In the “Haunter in the Dark” (1935-36) fictional horror writer Robert Harrison Blake, a thinly veiled reference to Lovecraft correspondent author Robert Bloch, becomes obsessed with the Shining Trapezohedron he finds while rummaging through the abandoned remains of the Church of the Starry Wisdom, a sort of scrying crystal which opens up cosmic vistas and gives access to other worlds to the gazer much like the Palantiri in Tolkien’s “Lord of the Rings”. The church, unfortunately, is also the home of “the Haunter of the Dark”, a foul smelling, bat-winged demon with a singular three-lobed luminous eye that dwells in the darkness of the boarded-up church. The Haunter, a possible manifestation of Nyarlathotep, catches on to Blake’s lust for the Trapezohedron, and begins stalking him.
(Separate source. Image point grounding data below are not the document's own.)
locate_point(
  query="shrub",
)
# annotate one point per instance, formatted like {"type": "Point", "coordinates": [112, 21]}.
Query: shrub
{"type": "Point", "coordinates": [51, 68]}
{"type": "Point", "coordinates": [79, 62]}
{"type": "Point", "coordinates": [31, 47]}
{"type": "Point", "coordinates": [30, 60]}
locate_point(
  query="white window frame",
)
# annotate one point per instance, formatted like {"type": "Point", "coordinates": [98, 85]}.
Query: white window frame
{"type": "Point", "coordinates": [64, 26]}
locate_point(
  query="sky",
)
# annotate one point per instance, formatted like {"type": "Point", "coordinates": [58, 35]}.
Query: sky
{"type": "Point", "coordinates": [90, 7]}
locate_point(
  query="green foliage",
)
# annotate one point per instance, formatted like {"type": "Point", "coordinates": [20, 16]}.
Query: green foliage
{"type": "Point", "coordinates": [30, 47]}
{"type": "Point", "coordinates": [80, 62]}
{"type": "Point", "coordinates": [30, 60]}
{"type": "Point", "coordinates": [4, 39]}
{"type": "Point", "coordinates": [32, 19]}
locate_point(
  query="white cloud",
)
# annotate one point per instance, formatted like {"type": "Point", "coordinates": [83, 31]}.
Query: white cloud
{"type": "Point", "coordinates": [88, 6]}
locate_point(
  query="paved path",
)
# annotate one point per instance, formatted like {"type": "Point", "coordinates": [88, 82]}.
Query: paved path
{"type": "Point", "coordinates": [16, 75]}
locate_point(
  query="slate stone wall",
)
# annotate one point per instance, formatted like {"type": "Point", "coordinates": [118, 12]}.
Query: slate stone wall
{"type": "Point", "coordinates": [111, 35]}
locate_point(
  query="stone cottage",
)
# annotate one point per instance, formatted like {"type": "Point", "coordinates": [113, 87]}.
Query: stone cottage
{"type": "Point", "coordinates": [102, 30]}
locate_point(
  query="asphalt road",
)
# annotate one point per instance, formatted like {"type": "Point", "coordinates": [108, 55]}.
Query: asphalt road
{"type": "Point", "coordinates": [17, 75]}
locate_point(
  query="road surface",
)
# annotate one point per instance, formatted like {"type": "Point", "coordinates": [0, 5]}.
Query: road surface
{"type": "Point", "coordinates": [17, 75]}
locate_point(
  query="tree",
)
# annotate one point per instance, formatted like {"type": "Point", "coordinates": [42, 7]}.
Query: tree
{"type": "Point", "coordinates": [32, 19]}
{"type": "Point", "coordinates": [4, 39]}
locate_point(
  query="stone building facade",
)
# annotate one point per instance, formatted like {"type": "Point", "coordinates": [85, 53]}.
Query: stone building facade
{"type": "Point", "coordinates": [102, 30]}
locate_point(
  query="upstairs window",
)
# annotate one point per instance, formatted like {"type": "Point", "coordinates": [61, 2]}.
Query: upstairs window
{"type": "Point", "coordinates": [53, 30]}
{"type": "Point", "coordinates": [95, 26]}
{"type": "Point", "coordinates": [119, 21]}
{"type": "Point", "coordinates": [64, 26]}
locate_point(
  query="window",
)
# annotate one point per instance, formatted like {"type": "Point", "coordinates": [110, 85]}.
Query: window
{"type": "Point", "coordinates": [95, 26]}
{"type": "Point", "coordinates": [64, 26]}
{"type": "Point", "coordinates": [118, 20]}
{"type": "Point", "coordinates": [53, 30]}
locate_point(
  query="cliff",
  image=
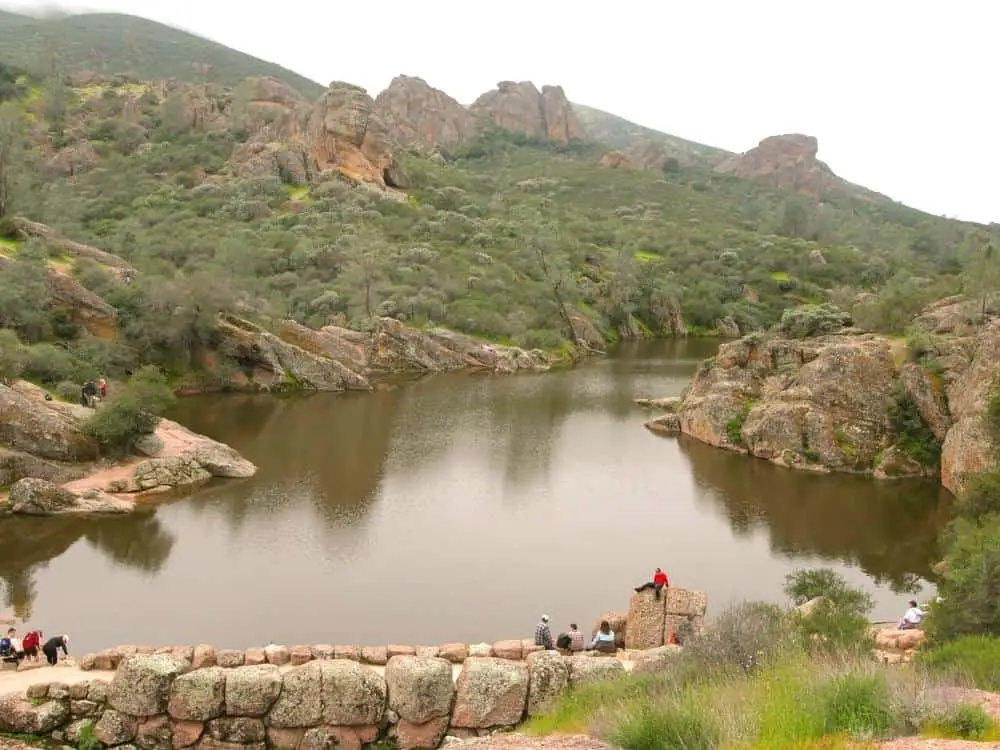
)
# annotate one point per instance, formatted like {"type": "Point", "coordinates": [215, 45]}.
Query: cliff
{"type": "Point", "coordinates": [851, 401]}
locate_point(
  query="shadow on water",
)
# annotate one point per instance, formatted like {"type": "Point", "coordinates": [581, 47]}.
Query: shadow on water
{"type": "Point", "coordinates": [888, 528]}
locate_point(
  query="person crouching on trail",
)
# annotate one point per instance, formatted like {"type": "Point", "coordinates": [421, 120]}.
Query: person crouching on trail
{"type": "Point", "coordinates": [658, 583]}
{"type": "Point", "coordinates": [543, 634]}
{"type": "Point", "coordinates": [52, 646]}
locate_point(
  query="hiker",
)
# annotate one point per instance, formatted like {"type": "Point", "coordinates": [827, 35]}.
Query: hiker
{"type": "Point", "coordinates": [52, 646]}
{"type": "Point", "coordinates": [658, 583]}
{"type": "Point", "coordinates": [912, 617]}
{"type": "Point", "coordinates": [88, 394]}
{"type": "Point", "coordinates": [543, 636]}
{"type": "Point", "coordinates": [32, 642]}
{"type": "Point", "coordinates": [604, 639]}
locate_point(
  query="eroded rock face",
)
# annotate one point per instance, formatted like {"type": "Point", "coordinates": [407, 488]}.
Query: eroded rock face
{"type": "Point", "coordinates": [418, 115]}
{"type": "Point", "coordinates": [522, 108]}
{"type": "Point", "coordinates": [788, 162]}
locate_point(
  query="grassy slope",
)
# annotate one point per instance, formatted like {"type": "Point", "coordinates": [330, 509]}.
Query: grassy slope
{"type": "Point", "coordinates": [112, 43]}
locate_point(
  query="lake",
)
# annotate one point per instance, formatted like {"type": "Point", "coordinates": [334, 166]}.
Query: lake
{"type": "Point", "coordinates": [459, 508]}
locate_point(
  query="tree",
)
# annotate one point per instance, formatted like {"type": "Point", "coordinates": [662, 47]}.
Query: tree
{"type": "Point", "coordinates": [11, 147]}
{"type": "Point", "coordinates": [131, 413]}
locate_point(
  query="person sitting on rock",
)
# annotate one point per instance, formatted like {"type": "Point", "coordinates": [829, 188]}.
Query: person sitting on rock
{"type": "Point", "coordinates": [543, 635]}
{"type": "Point", "coordinates": [52, 646]}
{"type": "Point", "coordinates": [912, 618]}
{"type": "Point", "coordinates": [658, 583]}
{"type": "Point", "coordinates": [604, 639]}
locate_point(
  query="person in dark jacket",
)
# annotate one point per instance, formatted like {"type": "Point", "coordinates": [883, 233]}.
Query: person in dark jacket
{"type": "Point", "coordinates": [52, 646]}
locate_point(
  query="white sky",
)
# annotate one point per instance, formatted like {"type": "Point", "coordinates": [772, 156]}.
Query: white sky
{"type": "Point", "coordinates": [901, 95]}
Since it cannot abide light of any kind, Blake is safe during the daytime to come and go at will as long as he leaves before dusk. However, during an electrical storm one night, which causes all of the street lights to go out, the creature leaves it’s lair to hunt him down. Recording in his journal the impressions he receives from gazing into said crystal, Blake can also see the Haunter as he approaches in between the lightning strikes; of course, things do not end well for Blake:
“I see it—coming here—hell-wind—titan blur—black wings—Yog-Sothoth save me—the three-lobed burning eye…”
Doctor Ambrose Dexter, a peripheral character in the story, ends up finding the Shining Trapezohedron in Blake’s things after his preternatural demise and throws the crystal into the “deepest channel of Narragansett Bay”. However, as with the hobbit Merry and the Palantir in Tolkien’s tale, the taint of the crystal lingers on in Dr. Dexter and provides Nyarlathotep access to the good doctor, whom he later possess for his own nefarious purposes in Robert Bloch’s sequel to this story, “The Shadow from the Steeple” (1950).
Now wouldn’t either of these story-lines have made better films than the script to “Pickman’s Muse”?